BRIEF DESCRIPTION OF THE FIGURES
[0041] FIG. 1 is a graphical illustration of an image on a website
(circle within rectangle);
[0042] FIG. 2 is a series of photographs of known cameras (objects)
which are comparable to unknown camera JC 18732;
[0043] FIG. 3 is a flow chart showing a top level summary of the
system and method of the present invention;
[0044] FIG. 4 is a flow chart of the Number Annotator (steps
6.2.x.x);
[0045] FIG. 5 is a flowchart of Flowchart of CDF calculation--if
the value to evaluate is to the right of the MAD, then the method
provides to symetrically shift it to the left side of the normal
distribution; compute the area under the curve using CDF;
probability that value belongs to the set of property/value pairs
is 2.times.CDF;
[0046] FIG. 6 is a flowchart of image processing steps in
accordance with one aspect of the present invention; and
[0047] FIG. 7 is a schematic on the general computer architecture
in which the method of the present invention may operate.
[0048] The figures depict an embodiment of the present invention
for purposes of illustration only. One skilled in the art will
readily recognize from the following description that alternative
embodiments of the structures and methods illustrated herein may be
employed without departing from the principles of the invention
described herein.
DETAILED DESCRIPTION OF THE INVENTION
[0049] A detailed description of one or more embodiments of the
invention is provided below along with accompanying figures that
illustrate the principles of the invention. The invention is
described in connection with such embodiments, but the invention is
not limited to any embodiment. The scope of the invention is
limited only by the claims and the invention encompasses numerous
alternatives, modifications and equivalents. Numerous specific
retails are &et forth in the following description in order to
provide a thorough understanding of the invention. These details
are provided for the purpose of example and the invention may be
practiced according to the claims without some or all of these
specific details. For the purpose of clarity, technical material
that is known in the technical fields related to the invention has
not been described in detail so that the invention is not
unnecessarily obscured.
[0050] The algorithm and displays with the applications described
herein are not inherently related to any particular computer or
other apparatus. Various general-purpose systems may be used with
programs in accordance with the teachings herein, or it may prove
convenient to construct more specialized apparatus to perform the
required machine-implemented method operations. The required
structure for a variety of these systems will appear from the
description below. In addition, embodiments of the present
invention are not described with reference to any particular
programming language. It will be appreciated that a variety of
programming languages may be used to implement the teachings of
embodiments of the invention as described herein.

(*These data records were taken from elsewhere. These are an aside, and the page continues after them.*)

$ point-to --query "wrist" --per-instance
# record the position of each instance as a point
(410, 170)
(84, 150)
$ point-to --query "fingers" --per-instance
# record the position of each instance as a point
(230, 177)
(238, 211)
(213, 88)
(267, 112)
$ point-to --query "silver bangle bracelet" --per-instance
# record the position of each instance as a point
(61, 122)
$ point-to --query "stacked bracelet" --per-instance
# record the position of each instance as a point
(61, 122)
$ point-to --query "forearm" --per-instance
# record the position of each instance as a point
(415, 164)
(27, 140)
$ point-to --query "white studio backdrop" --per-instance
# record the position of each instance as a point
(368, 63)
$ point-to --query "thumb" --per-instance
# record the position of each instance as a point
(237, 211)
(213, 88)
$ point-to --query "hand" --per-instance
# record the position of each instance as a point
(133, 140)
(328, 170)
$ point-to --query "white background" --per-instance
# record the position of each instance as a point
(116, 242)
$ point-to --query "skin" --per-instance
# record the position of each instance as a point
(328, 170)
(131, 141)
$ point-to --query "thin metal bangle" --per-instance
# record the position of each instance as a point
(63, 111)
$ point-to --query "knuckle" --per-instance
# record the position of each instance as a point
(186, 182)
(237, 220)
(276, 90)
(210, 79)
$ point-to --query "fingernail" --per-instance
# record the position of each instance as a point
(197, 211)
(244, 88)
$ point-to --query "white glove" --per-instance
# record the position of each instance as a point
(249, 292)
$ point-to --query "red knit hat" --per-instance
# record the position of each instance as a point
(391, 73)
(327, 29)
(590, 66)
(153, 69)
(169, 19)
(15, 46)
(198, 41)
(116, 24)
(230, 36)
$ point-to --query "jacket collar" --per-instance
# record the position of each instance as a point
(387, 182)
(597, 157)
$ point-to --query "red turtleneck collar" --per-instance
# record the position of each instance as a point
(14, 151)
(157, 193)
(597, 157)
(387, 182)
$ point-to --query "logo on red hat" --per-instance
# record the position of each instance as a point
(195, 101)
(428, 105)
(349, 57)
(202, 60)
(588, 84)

[0051] Unless specifically stated otherwise, it is appreciated that
throughout the description, discussions utilizing terms such as
"processing" or "computing" or "calculating" or "determining" or
"displaying" or the like, refer to the action and processes of a
data processing system, or similar electronic computing device,
that manipulates and transforms data represented as physical
(electronic) quantities within the computer system's registers and
memories into other data similarly represented as physical
quantities within the computer system memories or registers or
other such information storage, transmission or display
devices.
[0052] Any algorithms and displays with the applications described
herein are not inherently related to any particular computer or
other apparatus. Various general-purpose systems may be used with
programs in accordance with the teachings herein, or it may prove
convenient to construct more specialized apparatus to perform the
required machine-implemented method operations. The required
structure for a variety of these systems will appear from the
description below. In addition, embodiments of the present
invention are not described with reference to any particular
programming language. It will be appreciated that a variety of
programming languages may be used to implement the teachings of
embodiments of the invention as described herein.
[0053] An embodiment of the invention may be implemented as a
method or as a machine readable non-transitory storage medium that
stores executable instructions that, when executed by a data
processing system, causes the system to perform a method. An
apparatus, such as a data processing system, can also be an
embodiment of the invention. Other features of the present
invention will be apparent from the accompanying drawings and from
the detailed description which follows.
I Terms
[0054] The term "invention" and the like mean "the one or more
inventions disclosed in this application", unless expressly
specified otherwise.
[0055] The terms "an aspect", "an embodiment", "embodiment",
"embodiments", "the embodiment", "the embodiments", "one or more
embodiments", "some embodiments", "certain embodiments", "one
embodiment", "another embodiment" and the like mean "one or more
(but not all) embodiments of the disclosed invention(s)", unless
expressly specified otherwise.
[0056] The term "variation" of an invention means an embodiment of
the invention, unless expressly specified otherwise.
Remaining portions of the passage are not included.